由于不太清楚传输的机制,卡在SCRAPY传输的这个问题上近半个月,翻阅了好多资料,还是不懂,基础比较差所以上来求助各位老师!
不涉及自定义就以SCRAPY默认的格式为例
spider return
的东西需要什么样的格式?
dict?{a:1,b:2,.....}
还是[{a:1,aa:11},{b:2,bb:22},{......}]
return
的东西传去哪了?
是不是下面代码的item?
class pipeline :
def process_item(self, item, spider):
我真的是很菜,但是我很想学希望能得到各位老师的帮助!下面是我的代码,希望能指出缺点
spider:
# -*- coding: utf-8 -*-
import scrapy
from pm25.items import Pm25Item
import re
class InfospSpider(scrapy.Spider):
name = "infosp"
allowed_domains = ["pm25.com"]
start_urls = ['http://www.pm25.com/rank/1day.html', ]
def parse(self, response):
item = Pm25Item()
re_time = re.compile("\d+-\d+-\d+")
date = response.xpath("/html/body/p[4]/p/p/p[2]/span").extract()[0] #单独解析出DATE
# items = []
selector = response.selector.xpath("/html/body/p[5]/p/p[3]/ul[2]/li") #从response里确立解析范围
for subselector in selector: #通过范围逐条解析
try: #防止[0]报错
rank = subselector.xpath("span[1]/text()").extract()[0]
quality = subselector.xpath("span/em/text()")[0].extract()
city = subselector.xpath("a/text()").extract()[0]
province = subselector.xpath("span[3]/text()").extract()[0]
aqi = subselector.xpath("span[4]/text()").extract()[0]
pm25 = subselector.xpath("span[5]/text()").extract()[0]
except IndexError:
print(rank,quality,city,province,aqi,pm25)
item['date'] = re_time.findall(date)[0]
item['rank'] = rank
item['quality'] = quality
item['province'] = city
item['city'] = province
item['aqi'] = aqi
item['pm25'] = pm25
# items.append(item)
yield item #这里不懂该怎么用,出来的是什么格式,
#有的教程会return items,所以希望能得到指点
pipeline:
import time
class Pm25Pipeline(object):
def process_item(self, item, spider):
today = time.strftime("%y%m%d",time.localtime())
fname = str(today) + ".txt"
with open(fname,"a") as f:
for tmp in item: #不知道这里是否写的对,
#个人理解是spider return出来的item是yiled dict
#[{a:1,aa:11},{b:2,bb:22},{......}]
f.write(tmp["date"] + '\t' +
tmp["rank"] + '\t' +
tmp["quality"] + '\t' +
tmp["province"] + '\t' +
tmp["city"] + '\t' +
tmp["aqi"] + '\t' +
tmp["pm25"] + '\n'
)
f.close()
return item
items:
import scrapy
class Pm25Item(scrapy.Item):
# define the fields for your item here like:
# name = scrapy.Field()
date = scrapy.Field()
rank = scrapy.Field()
quality = scrapy.Field()
province = scrapy.Field()
city = scrapy.Field()
aqi = scrapy.Field()
pm25 = scrapy.Field()
pass
部分运行报错代码:
Traceback (most recent call last):
File "d:\python35\lib\site-packages\twisted\internet\defer.py", line 653, in _runCallbacks
current.result = callback(current.result, *args, **kw)

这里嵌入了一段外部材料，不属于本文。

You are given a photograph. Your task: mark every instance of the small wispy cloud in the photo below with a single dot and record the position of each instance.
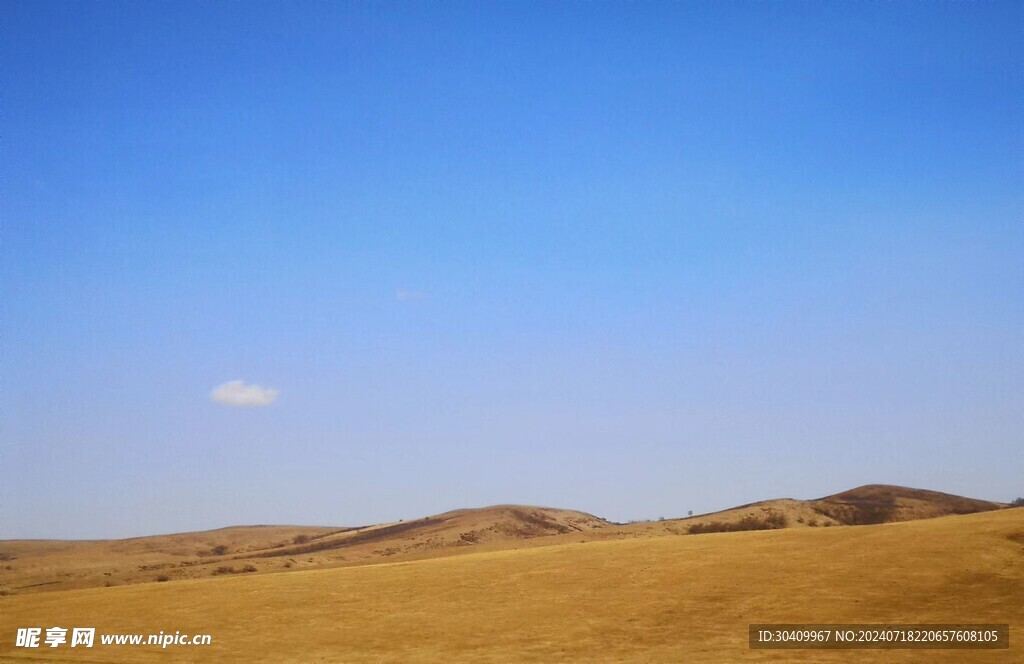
(238, 392)
(404, 295)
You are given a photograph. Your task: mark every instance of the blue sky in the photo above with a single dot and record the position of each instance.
(632, 258)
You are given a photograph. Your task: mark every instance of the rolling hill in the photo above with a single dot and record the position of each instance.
(33, 566)
(658, 598)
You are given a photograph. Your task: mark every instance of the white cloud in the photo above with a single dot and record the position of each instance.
(403, 294)
(237, 392)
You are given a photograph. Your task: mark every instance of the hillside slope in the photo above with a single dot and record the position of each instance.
(650, 599)
(46, 566)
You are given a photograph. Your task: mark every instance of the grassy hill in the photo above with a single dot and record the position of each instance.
(49, 566)
(664, 598)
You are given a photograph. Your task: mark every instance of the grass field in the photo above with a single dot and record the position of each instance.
(673, 598)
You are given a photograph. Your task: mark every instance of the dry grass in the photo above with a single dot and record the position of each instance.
(668, 598)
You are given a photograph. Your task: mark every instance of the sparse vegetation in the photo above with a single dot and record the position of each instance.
(750, 523)
(708, 584)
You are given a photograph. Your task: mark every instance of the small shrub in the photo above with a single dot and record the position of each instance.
(749, 523)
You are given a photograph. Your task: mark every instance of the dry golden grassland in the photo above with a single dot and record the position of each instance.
(672, 598)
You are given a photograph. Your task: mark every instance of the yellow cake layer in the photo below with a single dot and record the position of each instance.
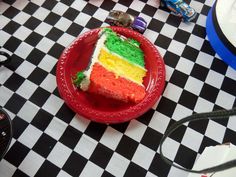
(121, 67)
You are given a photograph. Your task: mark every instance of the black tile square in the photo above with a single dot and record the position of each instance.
(182, 36)
(190, 53)
(171, 59)
(162, 41)
(95, 130)
(11, 12)
(166, 106)
(89, 9)
(15, 103)
(146, 117)
(199, 72)
(47, 169)
(93, 23)
(44, 145)
(37, 76)
(42, 119)
(199, 31)
(40, 96)
(74, 164)
(149, 10)
(35, 57)
(56, 50)
(229, 86)
(30, 8)
(54, 34)
(11, 27)
(49, 4)
(71, 14)
(209, 92)
(12, 44)
(65, 113)
(70, 137)
(135, 170)
(108, 5)
(155, 25)
(52, 18)
(101, 155)
(14, 82)
(187, 160)
(158, 167)
(219, 66)
(206, 47)
(178, 78)
(19, 173)
(127, 147)
(74, 29)
(151, 139)
(33, 39)
(32, 23)
(188, 99)
(18, 126)
(19, 149)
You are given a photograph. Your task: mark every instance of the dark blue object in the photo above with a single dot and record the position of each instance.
(119, 18)
(180, 8)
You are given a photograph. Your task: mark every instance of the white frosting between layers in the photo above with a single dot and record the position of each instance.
(226, 16)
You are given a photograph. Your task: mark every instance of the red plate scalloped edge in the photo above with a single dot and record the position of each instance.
(76, 57)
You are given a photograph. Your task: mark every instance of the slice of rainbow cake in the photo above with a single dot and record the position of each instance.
(116, 70)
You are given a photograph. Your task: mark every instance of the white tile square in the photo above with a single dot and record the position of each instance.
(176, 47)
(215, 131)
(168, 30)
(43, 28)
(5, 95)
(41, 13)
(225, 100)
(135, 130)
(47, 63)
(172, 92)
(53, 104)
(159, 122)
(49, 83)
(91, 170)
(31, 163)
(28, 111)
(203, 105)
(59, 154)
(7, 169)
(193, 85)
(214, 79)
(30, 136)
(111, 138)
(85, 146)
(117, 165)
(66, 39)
(80, 123)
(195, 42)
(185, 65)
(56, 128)
(63, 24)
(143, 156)
(25, 69)
(26, 89)
(24, 50)
(45, 44)
(192, 139)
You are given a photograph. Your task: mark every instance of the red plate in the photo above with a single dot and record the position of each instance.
(97, 108)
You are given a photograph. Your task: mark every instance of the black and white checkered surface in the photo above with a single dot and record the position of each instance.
(50, 140)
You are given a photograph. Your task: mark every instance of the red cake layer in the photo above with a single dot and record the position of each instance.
(108, 84)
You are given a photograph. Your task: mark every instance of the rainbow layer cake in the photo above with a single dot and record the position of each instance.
(116, 70)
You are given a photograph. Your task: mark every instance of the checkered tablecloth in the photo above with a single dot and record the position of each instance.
(50, 140)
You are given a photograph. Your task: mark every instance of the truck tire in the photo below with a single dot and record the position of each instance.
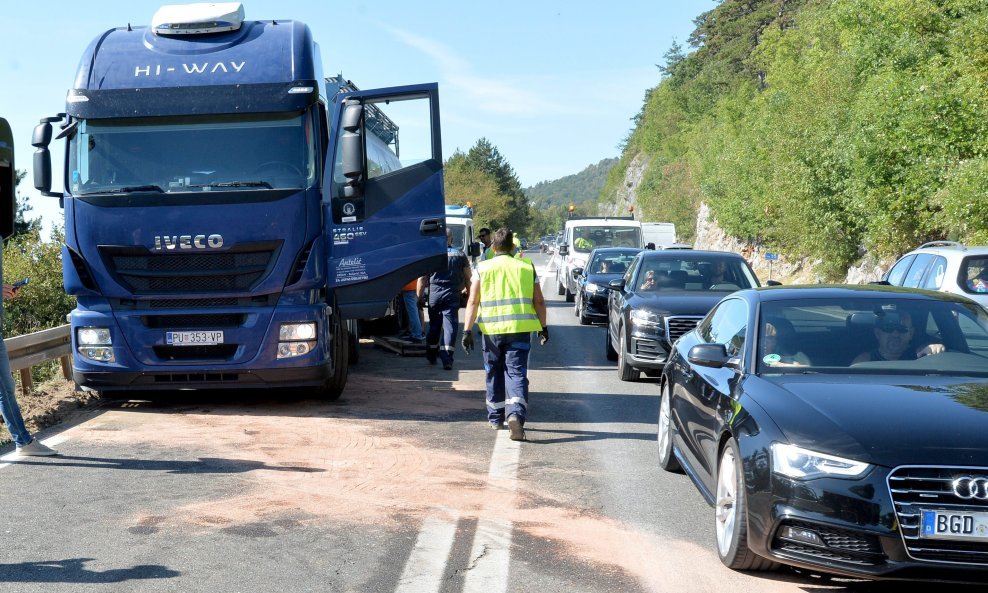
(353, 341)
(340, 349)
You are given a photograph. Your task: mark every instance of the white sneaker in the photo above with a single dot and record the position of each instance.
(35, 449)
(517, 431)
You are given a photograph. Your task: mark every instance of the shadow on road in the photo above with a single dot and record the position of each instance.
(204, 465)
(73, 570)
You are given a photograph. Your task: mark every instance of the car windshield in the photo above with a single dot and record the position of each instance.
(695, 272)
(588, 238)
(611, 263)
(190, 154)
(872, 336)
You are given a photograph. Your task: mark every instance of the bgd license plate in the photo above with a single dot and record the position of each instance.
(194, 338)
(955, 525)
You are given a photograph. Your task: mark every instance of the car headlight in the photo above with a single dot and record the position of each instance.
(802, 464)
(644, 318)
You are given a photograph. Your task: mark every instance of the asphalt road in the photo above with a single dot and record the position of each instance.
(400, 486)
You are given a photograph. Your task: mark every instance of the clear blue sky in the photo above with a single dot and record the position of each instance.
(553, 84)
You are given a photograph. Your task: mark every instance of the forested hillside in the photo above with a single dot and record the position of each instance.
(823, 128)
(581, 187)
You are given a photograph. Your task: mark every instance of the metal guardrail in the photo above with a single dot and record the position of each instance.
(33, 349)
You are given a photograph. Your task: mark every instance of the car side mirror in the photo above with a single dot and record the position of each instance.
(709, 355)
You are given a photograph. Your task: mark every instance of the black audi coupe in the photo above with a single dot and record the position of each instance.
(837, 429)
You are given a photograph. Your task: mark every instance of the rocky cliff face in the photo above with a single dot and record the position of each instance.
(709, 235)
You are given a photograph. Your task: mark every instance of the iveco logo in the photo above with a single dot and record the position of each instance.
(967, 488)
(187, 242)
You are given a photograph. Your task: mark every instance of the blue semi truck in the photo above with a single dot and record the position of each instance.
(225, 213)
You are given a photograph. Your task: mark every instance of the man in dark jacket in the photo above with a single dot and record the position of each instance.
(444, 303)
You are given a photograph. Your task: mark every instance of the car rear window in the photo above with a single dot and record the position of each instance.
(974, 275)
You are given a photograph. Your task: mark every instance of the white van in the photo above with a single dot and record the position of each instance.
(660, 234)
(583, 235)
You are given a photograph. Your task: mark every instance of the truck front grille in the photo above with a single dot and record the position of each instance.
(144, 272)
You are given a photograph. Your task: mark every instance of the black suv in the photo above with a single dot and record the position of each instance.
(663, 295)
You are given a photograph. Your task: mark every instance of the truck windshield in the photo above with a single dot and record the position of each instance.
(588, 238)
(189, 154)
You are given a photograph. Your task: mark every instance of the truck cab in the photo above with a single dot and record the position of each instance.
(459, 220)
(225, 215)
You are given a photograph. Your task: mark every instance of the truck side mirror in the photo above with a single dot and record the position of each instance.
(40, 139)
(8, 179)
(352, 146)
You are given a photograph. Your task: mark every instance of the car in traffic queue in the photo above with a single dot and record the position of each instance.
(837, 429)
(663, 295)
(947, 266)
(603, 265)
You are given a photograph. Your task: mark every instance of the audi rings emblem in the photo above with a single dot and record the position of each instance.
(969, 488)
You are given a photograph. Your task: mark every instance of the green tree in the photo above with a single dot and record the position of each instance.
(466, 183)
(485, 157)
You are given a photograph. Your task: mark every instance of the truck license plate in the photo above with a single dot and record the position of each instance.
(955, 525)
(194, 338)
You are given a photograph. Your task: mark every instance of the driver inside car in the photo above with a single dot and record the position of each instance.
(895, 332)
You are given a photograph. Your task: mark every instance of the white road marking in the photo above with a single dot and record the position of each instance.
(490, 556)
(426, 567)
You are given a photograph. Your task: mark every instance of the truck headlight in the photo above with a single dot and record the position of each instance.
(802, 464)
(95, 343)
(296, 339)
(297, 331)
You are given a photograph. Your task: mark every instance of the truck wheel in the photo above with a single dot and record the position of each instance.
(353, 340)
(340, 349)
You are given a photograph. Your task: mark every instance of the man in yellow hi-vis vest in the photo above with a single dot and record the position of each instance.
(506, 302)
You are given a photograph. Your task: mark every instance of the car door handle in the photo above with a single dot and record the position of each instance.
(431, 226)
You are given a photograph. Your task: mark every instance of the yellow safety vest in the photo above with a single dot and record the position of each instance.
(507, 287)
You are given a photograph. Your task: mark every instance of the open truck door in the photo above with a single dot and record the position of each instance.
(386, 207)
(8, 179)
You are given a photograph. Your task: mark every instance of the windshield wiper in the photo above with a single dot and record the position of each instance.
(264, 184)
(134, 188)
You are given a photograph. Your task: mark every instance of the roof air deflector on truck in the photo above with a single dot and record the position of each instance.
(196, 19)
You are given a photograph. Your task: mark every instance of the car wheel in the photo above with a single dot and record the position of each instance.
(667, 459)
(731, 514)
(625, 371)
(609, 350)
(584, 319)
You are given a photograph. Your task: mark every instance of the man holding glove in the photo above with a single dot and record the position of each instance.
(507, 303)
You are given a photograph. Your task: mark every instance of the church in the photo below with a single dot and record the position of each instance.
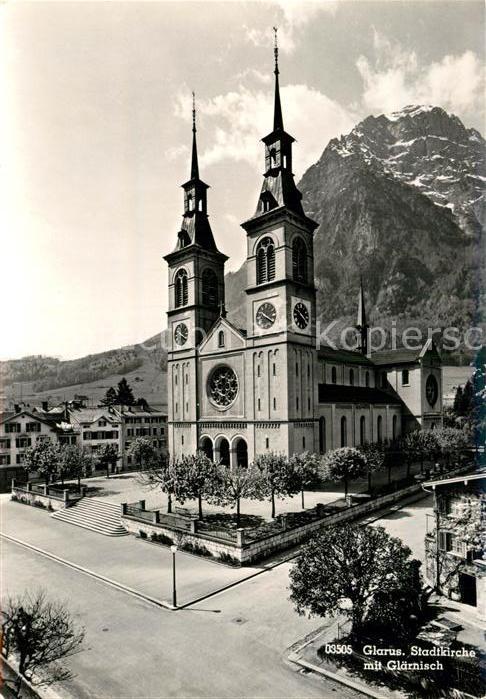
(238, 392)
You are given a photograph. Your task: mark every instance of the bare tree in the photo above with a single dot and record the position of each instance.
(37, 634)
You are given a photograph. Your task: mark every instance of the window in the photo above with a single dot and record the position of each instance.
(362, 430)
(322, 435)
(344, 432)
(265, 261)
(379, 429)
(181, 288)
(209, 288)
(299, 260)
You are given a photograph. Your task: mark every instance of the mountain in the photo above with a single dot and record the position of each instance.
(399, 200)
(36, 378)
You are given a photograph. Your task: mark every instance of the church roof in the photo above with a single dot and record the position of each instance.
(334, 393)
(398, 356)
(343, 356)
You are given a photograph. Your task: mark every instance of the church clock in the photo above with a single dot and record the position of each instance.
(181, 333)
(301, 315)
(266, 315)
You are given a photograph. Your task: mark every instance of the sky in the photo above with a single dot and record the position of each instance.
(95, 135)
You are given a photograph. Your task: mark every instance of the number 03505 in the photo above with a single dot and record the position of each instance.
(337, 649)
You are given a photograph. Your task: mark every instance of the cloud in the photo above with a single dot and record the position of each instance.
(292, 17)
(236, 121)
(395, 78)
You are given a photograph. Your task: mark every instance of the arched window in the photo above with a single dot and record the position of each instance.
(265, 261)
(181, 288)
(242, 453)
(322, 435)
(224, 452)
(299, 260)
(362, 430)
(379, 429)
(344, 432)
(209, 288)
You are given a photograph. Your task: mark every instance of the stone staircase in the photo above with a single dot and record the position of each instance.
(94, 514)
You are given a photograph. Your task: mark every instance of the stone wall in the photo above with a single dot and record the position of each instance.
(247, 552)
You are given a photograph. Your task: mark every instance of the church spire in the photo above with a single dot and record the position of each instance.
(277, 110)
(362, 326)
(194, 161)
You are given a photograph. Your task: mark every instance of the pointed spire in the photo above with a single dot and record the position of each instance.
(277, 110)
(361, 306)
(194, 162)
(362, 326)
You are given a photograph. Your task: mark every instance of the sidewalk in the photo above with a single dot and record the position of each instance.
(142, 566)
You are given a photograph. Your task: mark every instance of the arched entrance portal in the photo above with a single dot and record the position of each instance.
(207, 447)
(241, 453)
(224, 452)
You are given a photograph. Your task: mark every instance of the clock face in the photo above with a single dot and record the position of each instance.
(266, 315)
(301, 315)
(432, 390)
(223, 386)
(181, 333)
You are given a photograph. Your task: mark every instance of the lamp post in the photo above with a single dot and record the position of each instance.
(174, 591)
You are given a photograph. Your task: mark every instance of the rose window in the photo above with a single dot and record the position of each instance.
(223, 386)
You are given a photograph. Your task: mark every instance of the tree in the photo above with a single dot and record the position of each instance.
(107, 456)
(306, 467)
(277, 477)
(344, 465)
(161, 474)
(124, 393)
(233, 484)
(74, 461)
(345, 569)
(143, 452)
(194, 479)
(450, 443)
(374, 455)
(42, 458)
(38, 633)
(111, 397)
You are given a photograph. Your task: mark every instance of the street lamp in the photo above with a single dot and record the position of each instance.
(174, 592)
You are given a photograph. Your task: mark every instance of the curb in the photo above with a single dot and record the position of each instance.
(90, 573)
(342, 679)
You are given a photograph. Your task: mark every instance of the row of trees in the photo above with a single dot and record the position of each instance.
(196, 477)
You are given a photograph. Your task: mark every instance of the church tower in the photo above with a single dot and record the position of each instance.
(196, 300)
(281, 296)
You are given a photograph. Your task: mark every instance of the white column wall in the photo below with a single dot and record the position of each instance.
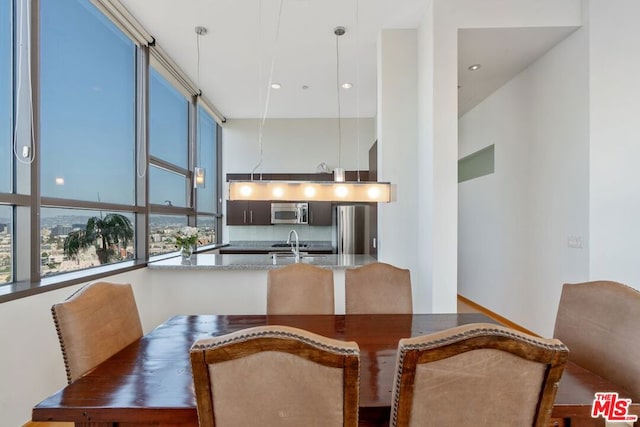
(615, 140)
(437, 103)
(397, 146)
(296, 145)
(514, 224)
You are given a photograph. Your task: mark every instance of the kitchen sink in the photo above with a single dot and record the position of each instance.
(288, 257)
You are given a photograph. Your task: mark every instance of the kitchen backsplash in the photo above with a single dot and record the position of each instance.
(278, 232)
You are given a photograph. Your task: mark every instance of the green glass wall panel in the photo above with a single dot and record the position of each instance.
(477, 164)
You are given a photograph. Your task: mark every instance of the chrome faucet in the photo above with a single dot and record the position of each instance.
(296, 249)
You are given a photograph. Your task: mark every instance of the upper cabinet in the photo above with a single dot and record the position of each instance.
(242, 212)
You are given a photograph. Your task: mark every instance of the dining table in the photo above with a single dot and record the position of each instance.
(149, 382)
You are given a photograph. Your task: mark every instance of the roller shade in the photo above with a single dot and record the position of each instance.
(120, 16)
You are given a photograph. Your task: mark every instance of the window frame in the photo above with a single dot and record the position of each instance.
(25, 199)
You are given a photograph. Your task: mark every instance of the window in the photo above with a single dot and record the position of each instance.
(87, 105)
(74, 239)
(90, 156)
(207, 158)
(169, 174)
(6, 96)
(162, 230)
(6, 245)
(207, 196)
(168, 121)
(87, 114)
(6, 140)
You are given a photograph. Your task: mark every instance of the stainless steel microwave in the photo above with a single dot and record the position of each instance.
(289, 213)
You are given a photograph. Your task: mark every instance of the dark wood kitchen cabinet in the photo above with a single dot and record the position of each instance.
(243, 212)
(320, 213)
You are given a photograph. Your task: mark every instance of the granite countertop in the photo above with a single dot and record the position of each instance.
(277, 245)
(258, 261)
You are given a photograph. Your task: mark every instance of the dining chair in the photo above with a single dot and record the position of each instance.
(94, 323)
(599, 322)
(300, 289)
(378, 288)
(476, 375)
(275, 376)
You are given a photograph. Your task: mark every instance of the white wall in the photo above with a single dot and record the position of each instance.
(397, 161)
(615, 140)
(514, 225)
(296, 145)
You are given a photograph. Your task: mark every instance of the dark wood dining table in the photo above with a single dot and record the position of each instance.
(149, 382)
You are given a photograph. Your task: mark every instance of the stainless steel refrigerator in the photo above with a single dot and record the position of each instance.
(351, 229)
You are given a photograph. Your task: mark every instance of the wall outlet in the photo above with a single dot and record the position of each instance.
(574, 242)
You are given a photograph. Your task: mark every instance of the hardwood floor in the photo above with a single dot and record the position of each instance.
(467, 306)
(47, 424)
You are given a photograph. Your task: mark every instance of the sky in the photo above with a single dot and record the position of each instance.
(87, 114)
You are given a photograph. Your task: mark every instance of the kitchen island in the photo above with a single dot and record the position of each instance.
(229, 283)
(259, 261)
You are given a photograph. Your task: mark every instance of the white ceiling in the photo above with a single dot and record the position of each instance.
(502, 54)
(237, 53)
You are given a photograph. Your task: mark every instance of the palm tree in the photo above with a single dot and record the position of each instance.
(108, 232)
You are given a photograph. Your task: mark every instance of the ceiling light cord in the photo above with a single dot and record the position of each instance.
(266, 105)
(357, 91)
(29, 151)
(338, 33)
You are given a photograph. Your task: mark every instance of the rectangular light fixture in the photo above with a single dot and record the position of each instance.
(322, 191)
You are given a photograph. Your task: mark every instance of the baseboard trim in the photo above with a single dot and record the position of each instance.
(495, 316)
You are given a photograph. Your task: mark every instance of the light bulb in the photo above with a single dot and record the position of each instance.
(246, 190)
(309, 191)
(373, 192)
(341, 191)
(278, 192)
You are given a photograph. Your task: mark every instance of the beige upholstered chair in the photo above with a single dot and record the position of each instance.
(476, 375)
(300, 289)
(600, 323)
(378, 288)
(94, 323)
(272, 376)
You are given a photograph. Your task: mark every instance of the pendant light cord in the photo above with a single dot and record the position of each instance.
(273, 61)
(337, 33)
(24, 44)
(357, 90)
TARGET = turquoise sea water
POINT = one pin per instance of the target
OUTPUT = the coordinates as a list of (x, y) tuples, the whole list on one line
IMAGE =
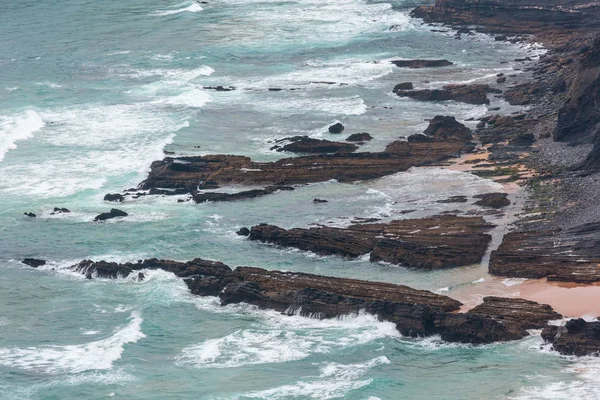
[(91, 92)]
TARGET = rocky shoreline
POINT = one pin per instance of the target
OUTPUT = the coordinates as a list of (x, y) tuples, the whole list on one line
[(557, 237)]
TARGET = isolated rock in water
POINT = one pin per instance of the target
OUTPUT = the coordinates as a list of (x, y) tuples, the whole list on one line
[(470, 94), (492, 200), (403, 86), (34, 262), (359, 137), (578, 337), (421, 63), (443, 129), (336, 128), (430, 243), (116, 197), (318, 146), (111, 214), (243, 232), (454, 199)]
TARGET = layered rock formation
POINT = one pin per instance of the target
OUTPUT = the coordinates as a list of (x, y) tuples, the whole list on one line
[(470, 94), (414, 312), (571, 255), (431, 243)]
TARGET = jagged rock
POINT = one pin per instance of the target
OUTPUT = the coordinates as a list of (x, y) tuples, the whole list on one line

File "D:\pypro\pm25\pm25\pipelines.py", line 23, in process_item
tmp["pm25"] + '\n'
TypeError: string indices must be integers
2017-04-03 10:23:14 [scrapy.core.scraper] ERROR: Error processing {'aqi': '30',
'city': '新疆',
'date': '2017-04-02',
'pm25': '13 ',
'province': '伊犁哈萨克州',
'quality': '优',
'rank': '357'}
Traceback (most recent call last):
File "d:\python35\lib\site-packages\twisted\internet\defer.py", line 653, in _runCallbacks
current.result = callback(current.result, *args, **kw)
File "D:\pypro\pm25\pm25\pipelines.py", line 23, in process_item
tmp["pm25"] + '\n'
TypeError: string indices must be integers
2017-04-03 10:23:14 [scrapy.core.scraper] ERROR: Error processing {'aqi': '28',
'city': '西藏',
'date': '2017-04-02',
'pm25': '11 ',
'province': '林芝',
'quality': '优',
'rank': '358'}
Traceback (most recent call last):
File "d:\python35\lib\site-packages\twisted\internet\defer.py", line 653, in _runCallbacks
current.result = callback(current.result, *args, **kw)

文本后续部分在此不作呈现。